Oil prices edge up as U.S. House passes huge stimulus bill

A pump jack operates at a well site leased by Devon Energy Production Company near Guthrie, Oklahoma September 15, 2015. (Reuters)

SULAIMANI (ESTA) — Oil prices rose on Monday after the U.S. House of Representatives passed a huge stimulus package.

Brent crude futures for May rose 96 cents to $65.38 per barrel by 0641 GMT. The April contract expired on Friday.

U.S. Texas Intermediate (WTI) crude futures jumped 93 cents to $62.43 a barrel.

Front-month prices for both contracts touched 13-month highs last week, slipping back on Friday along with wider financial markets following a bond rout amid inflation fears, Reuters reported.

“Oil prices are recovering this morning in line with most risk assets on the back of the U.S. stimulus bill passing the House,” Reuters quoted Stephen Innes, chief global markets strategist at Axi, as saying.

The U.S. House passed a $1.9 trillion coronavirus relief package early on Saturday, lifting investors’ risk appetite and Asian stock markets.

The package will now move to the U.S. Senate for further deliberation.

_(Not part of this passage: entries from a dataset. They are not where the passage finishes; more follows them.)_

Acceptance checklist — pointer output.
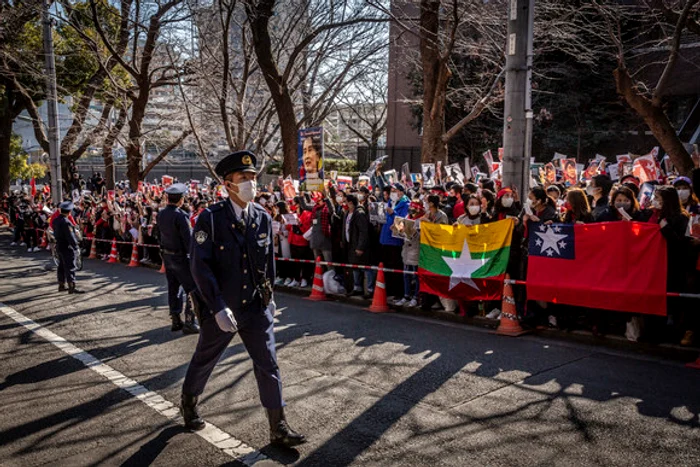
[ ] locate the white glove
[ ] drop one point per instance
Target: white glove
(226, 321)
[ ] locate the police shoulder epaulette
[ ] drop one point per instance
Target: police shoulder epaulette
(216, 206)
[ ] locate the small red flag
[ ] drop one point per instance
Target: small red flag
(617, 266)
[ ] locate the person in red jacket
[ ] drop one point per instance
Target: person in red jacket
(456, 190)
(298, 245)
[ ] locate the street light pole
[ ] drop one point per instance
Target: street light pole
(517, 124)
(52, 107)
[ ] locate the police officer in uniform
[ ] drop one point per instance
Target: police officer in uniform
(67, 247)
(175, 235)
(233, 265)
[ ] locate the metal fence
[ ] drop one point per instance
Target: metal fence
(398, 156)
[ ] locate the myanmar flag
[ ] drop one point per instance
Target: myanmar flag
(464, 262)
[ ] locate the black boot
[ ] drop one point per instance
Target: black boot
(191, 326)
(280, 432)
(72, 289)
(177, 322)
(188, 410)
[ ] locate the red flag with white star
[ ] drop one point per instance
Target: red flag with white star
(617, 266)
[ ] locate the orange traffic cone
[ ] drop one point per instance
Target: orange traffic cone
(134, 263)
(695, 364)
(509, 325)
(113, 255)
(317, 292)
(93, 249)
(379, 304)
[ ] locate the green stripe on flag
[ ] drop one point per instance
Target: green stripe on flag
(431, 258)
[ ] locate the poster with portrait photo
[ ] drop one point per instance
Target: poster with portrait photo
(428, 171)
(402, 228)
(391, 176)
(310, 151)
(454, 173)
(568, 168)
(377, 212)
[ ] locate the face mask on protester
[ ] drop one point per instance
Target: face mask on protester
(684, 195)
(626, 205)
(246, 190)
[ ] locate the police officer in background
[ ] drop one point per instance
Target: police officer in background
(175, 235)
(67, 247)
(233, 265)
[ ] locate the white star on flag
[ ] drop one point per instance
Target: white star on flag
(463, 267)
(550, 240)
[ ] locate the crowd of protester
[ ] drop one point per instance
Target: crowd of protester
(337, 225)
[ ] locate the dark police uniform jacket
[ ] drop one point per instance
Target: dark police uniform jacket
(229, 260)
(64, 234)
(175, 232)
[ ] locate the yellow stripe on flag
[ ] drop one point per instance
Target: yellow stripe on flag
(481, 238)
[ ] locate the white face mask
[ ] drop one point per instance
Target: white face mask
(626, 205)
(246, 191)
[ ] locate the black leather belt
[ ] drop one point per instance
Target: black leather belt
(171, 252)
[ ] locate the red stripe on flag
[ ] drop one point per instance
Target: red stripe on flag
(488, 289)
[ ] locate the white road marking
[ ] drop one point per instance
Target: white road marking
(212, 434)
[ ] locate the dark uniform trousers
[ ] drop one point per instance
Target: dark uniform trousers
(225, 253)
(175, 236)
(66, 266)
(259, 340)
(177, 273)
(67, 249)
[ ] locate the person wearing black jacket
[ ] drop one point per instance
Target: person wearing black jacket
(599, 190)
(67, 248)
(355, 240)
(673, 220)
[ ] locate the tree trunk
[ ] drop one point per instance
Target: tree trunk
(133, 165)
(133, 147)
(259, 15)
(6, 121)
(108, 158)
(656, 120)
(107, 152)
(11, 107)
(435, 75)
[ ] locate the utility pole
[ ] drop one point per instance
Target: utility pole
(52, 107)
(517, 124)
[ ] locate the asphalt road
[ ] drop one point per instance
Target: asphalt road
(367, 390)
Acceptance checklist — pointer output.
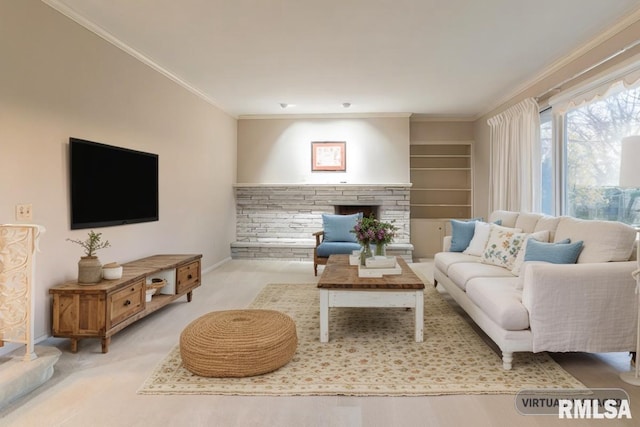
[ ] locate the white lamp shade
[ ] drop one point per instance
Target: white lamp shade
(630, 162)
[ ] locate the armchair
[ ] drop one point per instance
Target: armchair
(335, 238)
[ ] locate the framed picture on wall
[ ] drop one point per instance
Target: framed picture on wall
(328, 156)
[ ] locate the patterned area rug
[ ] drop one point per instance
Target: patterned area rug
(372, 352)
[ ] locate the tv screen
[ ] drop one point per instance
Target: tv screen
(111, 185)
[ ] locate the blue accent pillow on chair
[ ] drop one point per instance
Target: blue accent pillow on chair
(562, 252)
(337, 228)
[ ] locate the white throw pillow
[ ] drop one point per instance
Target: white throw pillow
(479, 240)
(503, 246)
(541, 236)
(604, 241)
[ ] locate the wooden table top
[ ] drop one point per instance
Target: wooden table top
(338, 274)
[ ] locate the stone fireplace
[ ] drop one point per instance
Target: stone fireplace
(276, 221)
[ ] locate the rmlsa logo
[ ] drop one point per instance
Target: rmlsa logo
(594, 408)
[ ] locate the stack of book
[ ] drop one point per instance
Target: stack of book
(379, 266)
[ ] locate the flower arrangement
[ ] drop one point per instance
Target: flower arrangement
(370, 230)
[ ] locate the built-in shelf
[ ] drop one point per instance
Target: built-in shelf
(441, 177)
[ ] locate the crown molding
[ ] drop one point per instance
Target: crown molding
(629, 19)
(323, 116)
(442, 118)
(104, 34)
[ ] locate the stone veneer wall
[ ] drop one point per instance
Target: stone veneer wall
(277, 221)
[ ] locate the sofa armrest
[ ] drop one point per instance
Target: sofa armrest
(446, 243)
(319, 235)
(587, 307)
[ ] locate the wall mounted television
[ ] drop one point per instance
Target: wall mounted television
(111, 185)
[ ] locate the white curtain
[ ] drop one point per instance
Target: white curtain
(514, 169)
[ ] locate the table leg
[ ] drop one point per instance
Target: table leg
(324, 315)
(419, 316)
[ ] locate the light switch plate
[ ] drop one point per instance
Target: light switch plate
(24, 212)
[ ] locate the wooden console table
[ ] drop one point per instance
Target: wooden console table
(100, 310)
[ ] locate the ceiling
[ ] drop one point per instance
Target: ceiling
(439, 58)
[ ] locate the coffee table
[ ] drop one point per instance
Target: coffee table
(340, 286)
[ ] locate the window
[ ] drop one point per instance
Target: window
(591, 148)
(547, 194)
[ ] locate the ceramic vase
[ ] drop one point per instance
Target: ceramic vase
(365, 253)
(89, 270)
(381, 249)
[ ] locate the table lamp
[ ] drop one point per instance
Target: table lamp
(630, 177)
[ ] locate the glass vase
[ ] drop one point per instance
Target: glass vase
(365, 253)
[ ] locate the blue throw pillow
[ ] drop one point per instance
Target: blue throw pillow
(337, 228)
(462, 233)
(562, 252)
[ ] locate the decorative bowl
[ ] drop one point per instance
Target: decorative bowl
(112, 273)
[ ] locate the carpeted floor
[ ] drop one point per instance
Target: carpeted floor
(372, 352)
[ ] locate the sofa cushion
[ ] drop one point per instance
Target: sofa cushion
(499, 299)
(337, 228)
(460, 273)
(527, 221)
(540, 236)
(503, 246)
(507, 218)
(444, 260)
(329, 248)
(461, 234)
(563, 252)
(548, 223)
(604, 241)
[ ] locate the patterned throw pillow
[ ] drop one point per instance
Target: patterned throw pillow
(503, 246)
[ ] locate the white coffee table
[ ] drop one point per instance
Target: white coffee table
(340, 286)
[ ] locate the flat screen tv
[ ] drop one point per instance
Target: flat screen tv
(111, 185)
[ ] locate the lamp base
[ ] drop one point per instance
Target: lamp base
(630, 377)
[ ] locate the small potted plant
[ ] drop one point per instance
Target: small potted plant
(89, 266)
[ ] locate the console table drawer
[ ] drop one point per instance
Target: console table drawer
(126, 302)
(188, 275)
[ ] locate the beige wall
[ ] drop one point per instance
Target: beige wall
(278, 151)
(612, 45)
(59, 80)
(436, 130)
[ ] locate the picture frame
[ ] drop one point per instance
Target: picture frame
(328, 156)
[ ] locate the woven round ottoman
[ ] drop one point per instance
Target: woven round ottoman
(238, 343)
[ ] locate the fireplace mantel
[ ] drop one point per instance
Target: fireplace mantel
(278, 220)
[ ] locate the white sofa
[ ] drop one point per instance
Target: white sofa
(589, 306)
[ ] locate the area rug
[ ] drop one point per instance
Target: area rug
(372, 352)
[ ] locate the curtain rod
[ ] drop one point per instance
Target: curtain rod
(558, 87)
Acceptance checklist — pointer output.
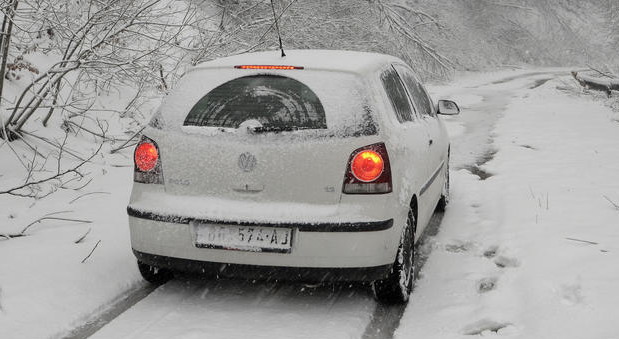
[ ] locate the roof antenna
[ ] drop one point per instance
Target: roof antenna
(281, 47)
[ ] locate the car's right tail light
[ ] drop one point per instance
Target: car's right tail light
(368, 171)
(147, 169)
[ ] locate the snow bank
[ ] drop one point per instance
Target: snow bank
(532, 251)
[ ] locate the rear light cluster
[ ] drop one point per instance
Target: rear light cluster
(147, 168)
(368, 171)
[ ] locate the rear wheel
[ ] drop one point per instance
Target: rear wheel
(153, 274)
(396, 288)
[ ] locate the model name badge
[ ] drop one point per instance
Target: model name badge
(183, 182)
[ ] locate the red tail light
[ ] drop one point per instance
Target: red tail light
(147, 168)
(368, 171)
(146, 156)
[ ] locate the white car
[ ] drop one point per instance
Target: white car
(320, 165)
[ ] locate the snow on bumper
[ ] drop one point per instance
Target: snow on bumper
(336, 245)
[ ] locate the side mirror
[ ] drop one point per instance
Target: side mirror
(448, 107)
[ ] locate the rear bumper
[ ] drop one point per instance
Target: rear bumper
(355, 251)
(305, 274)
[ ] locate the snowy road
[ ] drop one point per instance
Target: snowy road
(190, 308)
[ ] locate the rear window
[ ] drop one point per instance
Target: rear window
(270, 102)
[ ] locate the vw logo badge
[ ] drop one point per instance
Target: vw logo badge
(247, 162)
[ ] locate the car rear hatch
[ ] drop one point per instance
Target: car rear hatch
(279, 136)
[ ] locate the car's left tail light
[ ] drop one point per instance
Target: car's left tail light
(368, 171)
(147, 162)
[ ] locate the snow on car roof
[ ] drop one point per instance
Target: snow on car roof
(336, 60)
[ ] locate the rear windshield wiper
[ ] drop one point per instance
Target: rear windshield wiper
(275, 129)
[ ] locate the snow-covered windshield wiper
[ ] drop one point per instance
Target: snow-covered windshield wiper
(274, 129)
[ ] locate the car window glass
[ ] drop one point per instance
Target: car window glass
(397, 95)
(416, 90)
(273, 101)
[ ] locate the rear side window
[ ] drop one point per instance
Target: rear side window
(397, 95)
(418, 93)
(274, 101)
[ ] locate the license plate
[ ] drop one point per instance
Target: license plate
(244, 238)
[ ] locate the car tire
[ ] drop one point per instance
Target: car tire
(396, 288)
(153, 274)
(444, 200)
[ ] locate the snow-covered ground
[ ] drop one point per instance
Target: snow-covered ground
(529, 252)
(532, 250)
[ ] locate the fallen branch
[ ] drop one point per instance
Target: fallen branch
(584, 241)
(91, 251)
(85, 194)
(598, 84)
(80, 239)
(15, 190)
(52, 218)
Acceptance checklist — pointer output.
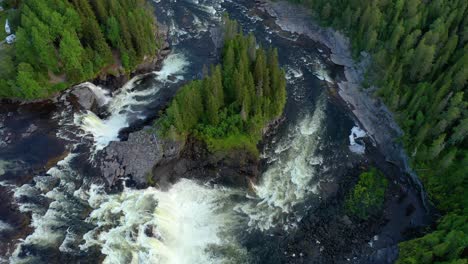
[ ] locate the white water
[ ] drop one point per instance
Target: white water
(120, 105)
(179, 226)
(5, 226)
(287, 181)
(47, 222)
(354, 146)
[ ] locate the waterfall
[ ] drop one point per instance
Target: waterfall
(122, 105)
(180, 226)
(287, 182)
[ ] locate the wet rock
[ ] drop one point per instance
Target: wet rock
(31, 129)
(136, 157)
(86, 98)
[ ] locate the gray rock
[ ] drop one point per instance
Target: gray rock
(374, 118)
(86, 98)
(31, 129)
(137, 156)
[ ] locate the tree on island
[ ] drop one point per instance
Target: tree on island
(229, 108)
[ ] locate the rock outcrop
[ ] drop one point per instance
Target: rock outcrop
(85, 97)
(137, 157)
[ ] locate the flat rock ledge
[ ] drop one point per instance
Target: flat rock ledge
(370, 112)
(136, 157)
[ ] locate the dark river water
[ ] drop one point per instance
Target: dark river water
(55, 208)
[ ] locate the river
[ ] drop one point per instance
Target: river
(57, 209)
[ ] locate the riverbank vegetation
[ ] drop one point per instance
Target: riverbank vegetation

The approval of Johnson & Johnson’s COVID-19 shot also buoyed the economic outlook, according to Reuters.

The Organization of the Petroleum Exporting Countries (OPEC) and its allies, a group known as OPEC+, will meet on Thursday and could discuss allowing as much as 1.5 million barrels per day of crude back in the market.

“We think if the combined [OPEC+] increase does not exceed 500,000 bpd, that will be bullish for prices,” analysts at Singapore’s OCBC bank said.